Abstract Body: Background: Activated platelets exhibit metabolic plasticity, characterized by a shift from combined reliance on mitochondrial oxidative phosphorylation (OXPHOS) and aerobic glycolysis (the Warburg effect) towards a predominant dependence on aerobic glycolysis. This metabolic reprogramming helps meet the heightened ATP demands of energy-intensive activation processes, including aggregation, integrin αIIbβ3 activation, and granule secretion. Aerobic glycolysis, driven by lactate dehydrogenase (LDH)-mediated conversion of pyruvate to lactate under oxygen-rich conditions, enables rapid ATP production. This context-dependent metabolic reprogramming in activated platelets provides a unique avenue that can be targeted to attenuate platelet activation and thereby reduce susceptibility to thrombosis.

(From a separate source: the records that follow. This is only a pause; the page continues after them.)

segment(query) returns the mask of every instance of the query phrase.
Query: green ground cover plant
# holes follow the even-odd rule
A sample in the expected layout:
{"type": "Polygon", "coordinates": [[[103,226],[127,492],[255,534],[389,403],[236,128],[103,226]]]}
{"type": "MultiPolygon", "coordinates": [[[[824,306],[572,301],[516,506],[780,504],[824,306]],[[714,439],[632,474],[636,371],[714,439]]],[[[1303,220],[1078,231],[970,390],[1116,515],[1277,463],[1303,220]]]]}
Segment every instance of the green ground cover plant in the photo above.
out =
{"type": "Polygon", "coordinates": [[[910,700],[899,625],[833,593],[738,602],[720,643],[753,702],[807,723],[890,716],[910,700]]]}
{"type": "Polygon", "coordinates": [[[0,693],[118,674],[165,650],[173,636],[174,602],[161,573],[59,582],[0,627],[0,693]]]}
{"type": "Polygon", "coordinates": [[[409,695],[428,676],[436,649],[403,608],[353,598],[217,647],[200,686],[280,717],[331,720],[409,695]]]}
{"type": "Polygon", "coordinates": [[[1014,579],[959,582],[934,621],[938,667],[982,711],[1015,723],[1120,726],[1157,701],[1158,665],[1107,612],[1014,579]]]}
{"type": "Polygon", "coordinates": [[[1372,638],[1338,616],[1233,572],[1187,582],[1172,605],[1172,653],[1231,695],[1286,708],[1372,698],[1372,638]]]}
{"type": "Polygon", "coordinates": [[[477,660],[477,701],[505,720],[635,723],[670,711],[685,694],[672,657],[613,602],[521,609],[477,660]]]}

Aim: Determine whether pharmacological targeting of LDH using oxamate inhibits aerobic glycolysis in platelets, thereby reducing platelet activation.

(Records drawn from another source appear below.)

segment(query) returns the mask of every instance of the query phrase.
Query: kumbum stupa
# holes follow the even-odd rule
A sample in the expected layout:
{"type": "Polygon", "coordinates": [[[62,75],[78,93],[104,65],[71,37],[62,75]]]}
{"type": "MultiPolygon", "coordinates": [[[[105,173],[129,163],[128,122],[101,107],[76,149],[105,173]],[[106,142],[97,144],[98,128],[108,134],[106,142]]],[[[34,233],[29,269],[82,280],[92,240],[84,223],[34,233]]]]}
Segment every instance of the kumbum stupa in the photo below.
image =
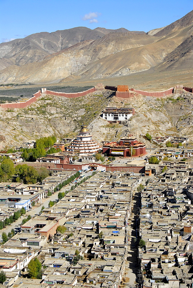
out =
{"type": "Polygon", "coordinates": [[[67,151],[76,152],[80,154],[93,154],[101,149],[102,146],[93,140],[87,125],[84,122],[81,125],[81,129],[78,135],[76,136],[76,140],[71,142],[67,147],[67,151]]]}

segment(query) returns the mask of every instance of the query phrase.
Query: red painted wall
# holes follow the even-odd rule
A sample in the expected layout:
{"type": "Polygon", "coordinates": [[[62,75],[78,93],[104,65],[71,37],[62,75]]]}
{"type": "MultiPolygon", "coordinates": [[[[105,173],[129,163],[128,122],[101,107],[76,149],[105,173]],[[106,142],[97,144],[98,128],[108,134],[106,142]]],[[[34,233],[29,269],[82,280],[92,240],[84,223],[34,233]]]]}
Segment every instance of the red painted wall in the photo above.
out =
{"type": "Polygon", "coordinates": [[[132,88],[131,91],[133,91],[136,93],[138,93],[144,96],[150,96],[153,97],[161,97],[163,96],[167,96],[173,92],[173,87],[168,89],[165,91],[155,91],[152,92],[148,92],[147,91],[143,91],[142,90],[135,90],[134,88],[132,88]]]}
{"type": "Polygon", "coordinates": [[[0,107],[3,108],[24,108],[36,101],[38,97],[41,95],[40,91],[38,91],[33,96],[25,102],[19,102],[16,103],[5,103],[0,104],[0,107]]]}
{"type": "Polygon", "coordinates": [[[192,88],[191,87],[186,87],[184,86],[184,90],[186,90],[186,91],[188,91],[188,92],[190,92],[191,93],[192,93],[192,88]]]}
{"type": "MultiPolygon", "coordinates": [[[[96,90],[97,89],[96,89],[96,90]]],[[[76,98],[77,97],[81,97],[82,96],[85,96],[89,93],[92,93],[94,92],[95,88],[93,88],[89,89],[88,90],[83,92],[78,92],[77,93],[63,93],[62,92],[55,92],[54,91],[50,91],[49,90],[46,90],[46,94],[56,96],[62,96],[66,97],[67,98],[76,98]]],[[[33,95],[32,97],[25,102],[18,102],[13,103],[5,103],[3,104],[0,104],[0,107],[2,108],[24,108],[28,105],[33,103],[33,102],[36,101],[38,97],[41,95],[41,92],[38,91],[33,95]]]]}
{"type": "Polygon", "coordinates": [[[55,95],[55,96],[66,97],[67,98],[76,98],[77,97],[81,97],[82,96],[85,96],[87,94],[89,94],[89,93],[92,93],[94,92],[95,90],[94,87],[85,91],[78,92],[77,93],[64,93],[62,92],[55,92],[54,91],[47,90],[46,94],[55,95]]]}
{"type": "Polygon", "coordinates": [[[130,98],[133,97],[135,94],[133,92],[131,92],[131,91],[128,92],[121,92],[116,91],[115,95],[116,97],[120,98],[130,98]]]}
{"type": "Polygon", "coordinates": [[[121,166],[113,167],[108,166],[106,167],[106,171],[123,171],[124,172],[134,172],[135,173],[144,173],[145,166],[131,166],[123,167],[121,166]]]}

Methods: Platelet aggregation and dense granule secretion in platelet-rich plasma (PRP) were assessed by aggregometry, while integrin αIIbβ3 activation and α-granule secretion were analyzed by flow cytometry. Outside-in signaling was examined by clot retraction. Glycolytic proton efflux rate (glycoPER) and ATP production were measured in washed platelets using Seahorse XFe.

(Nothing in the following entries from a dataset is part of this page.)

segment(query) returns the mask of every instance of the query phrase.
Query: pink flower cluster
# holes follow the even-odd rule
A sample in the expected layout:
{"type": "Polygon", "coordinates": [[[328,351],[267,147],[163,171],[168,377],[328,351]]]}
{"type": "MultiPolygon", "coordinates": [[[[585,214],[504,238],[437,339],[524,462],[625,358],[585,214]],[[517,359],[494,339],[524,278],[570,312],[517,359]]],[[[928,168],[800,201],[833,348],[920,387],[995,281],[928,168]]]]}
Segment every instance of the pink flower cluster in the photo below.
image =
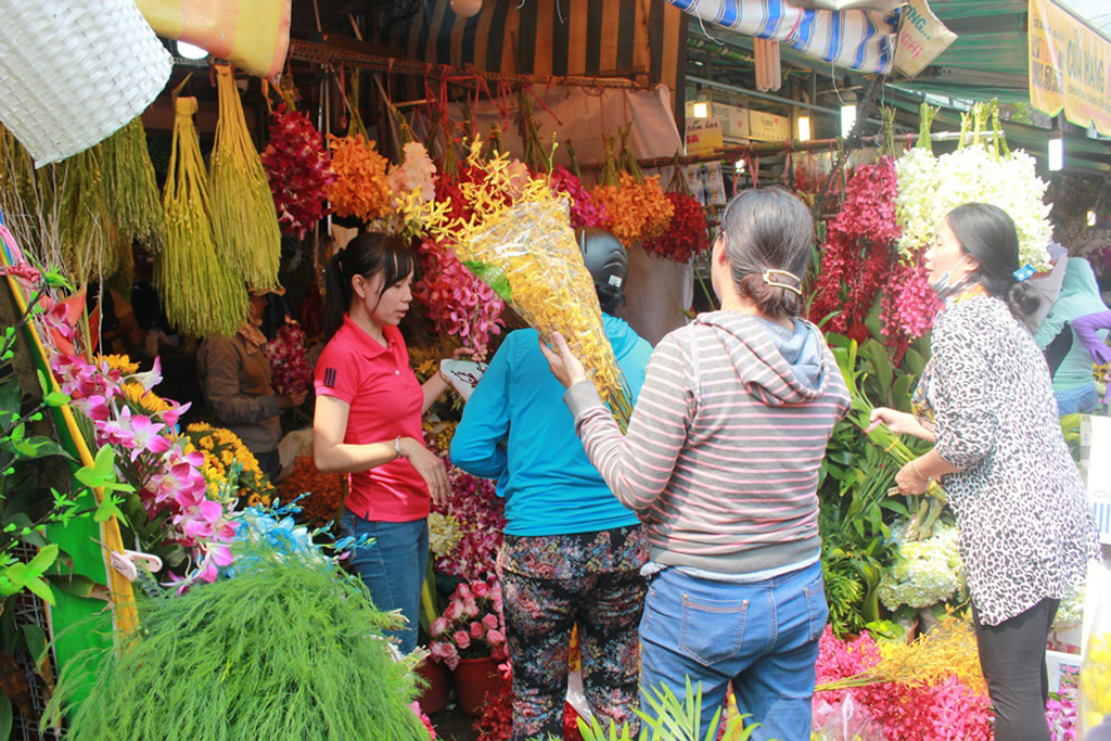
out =
{"type": "MultiPolygon", "coordinates": [[[[819,642],[818,683],[861,673],[880,660],[880,650],[868,633],[852,642],[841,641],[827,627],[819,642]]],[[[955,675],[930,687],[882,682],[849,690],[819,692],[814,702],[838,705],[851,693],[853,701],[882,723],[885,739],[949,741],[990,739],[991,701],[977,694],[955,675]]]]}
{"type": "Polygon", "coordinates": [[[430,628],[429,652],[449,669],[460,659],[493,657],[506,659],[506,621],[502,615],[501,584],[494,578],[462,581],[451,594],[443,614],[430,628]]]}
{"type": "Polygon", "coordinates": [[[497,292],[467,269],[442,242],[426,238],[418,248],[422,277],[413,293],[427,308],[436,330],[471,348],[490,344],[506,323],[506,304],[497,292]]]}
{"type": "Polygon", "coordinates": [[[116,450],[119,473],[139,492],[150,519],[169,515],[167,541],[186,548],[194,564],[186,584],[216,581],[219,569],[232,561],[236,530],[224,505],[208,497],[204,457],[187,453],[176,430],[189,404],[163,400],[167,409],[146,414],[123,390],[124,383],[137,383],[150,392],[162,380],[160,362],[147,373],[123,375],[106,361],[57,354],[51,369],[72,407],[92,422],[96,443],[116,450]]]}
{"type": "Polygon", "coordinates": [[[927,274],[921,264],[900,263],[891,271],[883,290],[880,318],[883,334],[897,349],[897,360],[902,358],[911,340],[930,331],[933,317],[941,309],[941,301],[930,288],[927,274]]]}
{"type": "Polygon", "coordinates": [[[451,553],[436,560],[436,570],[461,579],[487,579],[497,572],[506,503],[496,493],[493,481],[478,479],[454,465],[448,479],[451,495],[444,504],[433,504],[433,510],[456,518],[462,538],[451,553]]]}
{"type": "Polygon", "coordinates": [[[262,351],[270,361],[270,380],[279,395],[300,393],[309,389],[312,371],[304,349],[308,339],[301,326],[290,320],[267,342],[262,351]]]}
{"type": "Polygon", "coordinates": [[[590,191],[582,187],[582,181],[573,172],[562,164],[557,164],[549,182],[552,191],[567,193],[570,197],[572,228],[609,227],[610,214],[605,212],[605,206],[590,196],[590,191]]]}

Results: Oxamate treatment significantly reduced platelet aggregation in response to GPVI and GPCR agonists in both human and murine PRP. Agonist-induced integrin αIIbβ3 activation and secretion (from alpha and dense granules) was reduced in oxamate-treated platelets. Clot retraction was inhibited by oxamate, suggesting impaired outside-in signaling. Additionally, oxamate significantly reduced collagen-stimulated total tyrosine phosphorylation, suggesting reduced GPVI signaling. The antiplatelet effects of oxamate were mechanistically associated with reduced glycoPER and glycolytic ATP production, suggesting reduced aerobic glycolysis.
Conclusions: LDH inhibition by oxamate impaired platelet function by reducing aerobic glycolysis and glycolytic ATP production. As a translational potential, we are currently evaluating the effects of oxamate on ex vivo thrombosis in human whole blood using a microfluidic flow assay, as well as its in vivo effects on thrombosis and hemostasis using a FeCl₃-induced carotid artery thrombosis and tail clip-bleeding assay respectively.